Infinite Lock-In, part 2
What makes cybernetic totalism a religious worldview? And why is that dangerous?
Spiritual Suicide
Winding down my previous reflection, I summarized Jaron Lanier’s quibble over how cybernetic totalists reduce human beings to information:
They “totalize” mind, subjectivity, and experience as merely the emergent properties of nature’s information system. As such, anything transcending information must be non-essential, irrelevant, worthless.
Then, I posited this reduction excludes any idea that we might have a soul.
This may have surprised some readers. “Hang on,” I imagine them saying, “I thought you were an atheist. Didn’t you explain that at length, not too long ago? Now you’re arguing for the idea of the soul?”
I also pointed out I’m agnostic — I don’t claim “there is no god” because I don’t know that and I don’t believe we can know that. But whether there’s a god and whether we have souls are very different questions. Concerns with spirituality and what might happen to us after death are the only similarities. If we do have souls, it doesn’t follow that a god had to endow us with them. Just what we have — what “soul” might be — is a question of definition with many possible answers.
I’m not going down that rabbit hole. It’s an interesting one, but it’s far afield from the subject at hand.
I only ponder what cybernetic totalism might mean for the soul, if such a thing exists, to steer us to a more relevant and revealing question: “Whose perspective is the most religious — the cybernetic totalists or their naysayers, such as Lanier?”

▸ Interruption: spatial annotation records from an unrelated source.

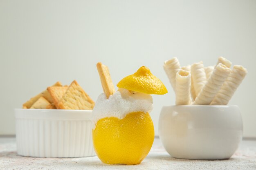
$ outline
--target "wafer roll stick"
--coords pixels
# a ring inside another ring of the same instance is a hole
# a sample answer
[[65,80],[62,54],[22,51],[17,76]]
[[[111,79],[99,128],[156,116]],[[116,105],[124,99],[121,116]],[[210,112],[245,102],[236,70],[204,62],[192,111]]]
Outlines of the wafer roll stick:
[[221,63],[222,64],[225,65],[226,66],[229,68],[231,67],[231,65],[232,65],[232,63],[230,61],[227,60],[227,59],[223,57],[219,57],[218,58],[218,61],[215,66],[215,67],[216,67],[217,65],[219,63]]
[[193,104],[210,104],[231,71],[230,68],[225,65],[221,63],[218,64]]
[[176,105],[191,104],[190,95],[190,72],[180,70],[176,75]]
[[205,72],[206,79],[208,79],[211,75],[214,69],[214,67],[213,66],[209,66],[207,67],[204,67],[204,71]]
[[206,75],[202,62],[193,64],[191,66],[191,75],[195,91],[195,97],[207,82]]
[[171,84],[175,92],[176,73],[180,70],[180,64],[176,57],[164,62],[164,69],[165,71]]
[[115,92],[108,68],[101,62],[97,63],[97,66],[103,91],[107,98],[108,99],[109,96],[112,95]]
[[[189,71],[191,73],[191,66],[188,65],[187,66],[184,66],[181,68],[182,70],[186,70],[186,71]],[[194,101],[195,99],[195,88],[194,88],[194,85],[193,84],[193,77],[192,76],[191,76],[191,82],[190,83],[190,93],[191,97],[192,99],[192,100]]]
[[247,70],[243,66],[234,66],[231,73],[211,104],[227,104],[247,74]]

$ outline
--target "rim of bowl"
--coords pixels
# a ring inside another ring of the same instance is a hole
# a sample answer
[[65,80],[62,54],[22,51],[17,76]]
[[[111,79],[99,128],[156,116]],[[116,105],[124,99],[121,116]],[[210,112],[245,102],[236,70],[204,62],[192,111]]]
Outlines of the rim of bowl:
[[92,110],[14,109],[16,119],[83,120],[91,119]]
[[163,106],[163,108],[166,107],[211,107],[222,108],[228,107],[237,107],[238,105],[168,105]]

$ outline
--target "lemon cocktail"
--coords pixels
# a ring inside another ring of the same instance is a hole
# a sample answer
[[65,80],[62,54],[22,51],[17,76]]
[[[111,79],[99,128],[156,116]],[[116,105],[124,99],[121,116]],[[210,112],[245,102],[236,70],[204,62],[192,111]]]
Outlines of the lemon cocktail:
[[[105,163],[139,164],[148,153],[154,141],[154,126],[149,115],[153,108],[150,95],[163,95],[167,90],[148,68],[143,66],[121,80],[117,85],[117,91],[109,91],[112,94],[108,97],[106,91],[111,90],[112,82],[105,83],[104,81],[111,78],[108,77],[108,70],[103,71],[99,71],[99,73],[105,93],[99,97],[93,110],[94,150]],[[104,75],[101,76],[101,73]]]

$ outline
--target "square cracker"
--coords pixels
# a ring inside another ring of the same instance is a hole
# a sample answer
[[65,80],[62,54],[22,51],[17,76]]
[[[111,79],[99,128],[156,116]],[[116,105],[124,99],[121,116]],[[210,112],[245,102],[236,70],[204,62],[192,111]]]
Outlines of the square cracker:
[[[62,86],[61,83],[60,82],[57,82],[52,86]],[[26,107],[27,108],[29,108],[31,106],[35,103],[39,98],[43,97],[48,100],[50,103],[52,103],[53,101],[50,94],[47,90],[36,95],[36,96],[32,97],[29,100],[27,101],[23,104],[23,107]]]
[[68,87],[58,104],[61,109],[92,110],[94,102],[76,80]]
[[50,104],[45,97],[41,97],[33,104],[30,108],[45,109],[47,106]]
[[46,109],[56,109],[56,106],[54,103],[52,103],[46,106]]
[[51,86],[47,88],[47,91],[52,96],[53,103],[58,109],[59,108],[58,106],[58,104],[62,98],[62,96],[65,94],[67,88],[68,87],[65,86],[63,87]]
[[109,96],[112,95],[115,92],[108,68],[101,62],[97,63],[97,66],[103,91],[107,98],[108,98]]

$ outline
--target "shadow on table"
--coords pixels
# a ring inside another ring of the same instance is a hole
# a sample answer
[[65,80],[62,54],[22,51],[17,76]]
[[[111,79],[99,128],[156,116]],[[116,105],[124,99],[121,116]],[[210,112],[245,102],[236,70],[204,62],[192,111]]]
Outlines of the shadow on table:
[[170,155],[150,155],[147,157],[148,159],[160,159],[161,160],[166,160],[168,161],[174,161],[177,162],[191,162],[191,161],[233,161],[236,160],[240,159],[237,158],[231,157],[229,159],[225,159],[221,160],[198,160],[198,159],[182,159],[180,158],[175,158]]
[[20,157],[17,154],[16,151],[1,152],[0,152],[0,157],[4,157],[13,158],[17,156]]

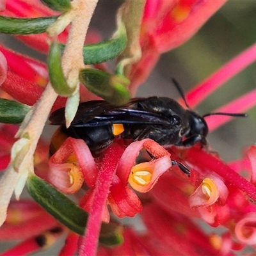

Lanier’s critics accuse him of sentimentalism at best and of impeding progress with reactionary religiosity at worst. They scoff at talk of “the ineffable.” As MIT professor emeritus Rodney Brooks wrote in his response, “I’ll take the null hypothesis. We are machines until proven otherwise, rather than just wished otherwise.”
Just like scientists and politicians, technologists have no right to assume the answers to spiritual questions on behalf of everyone else.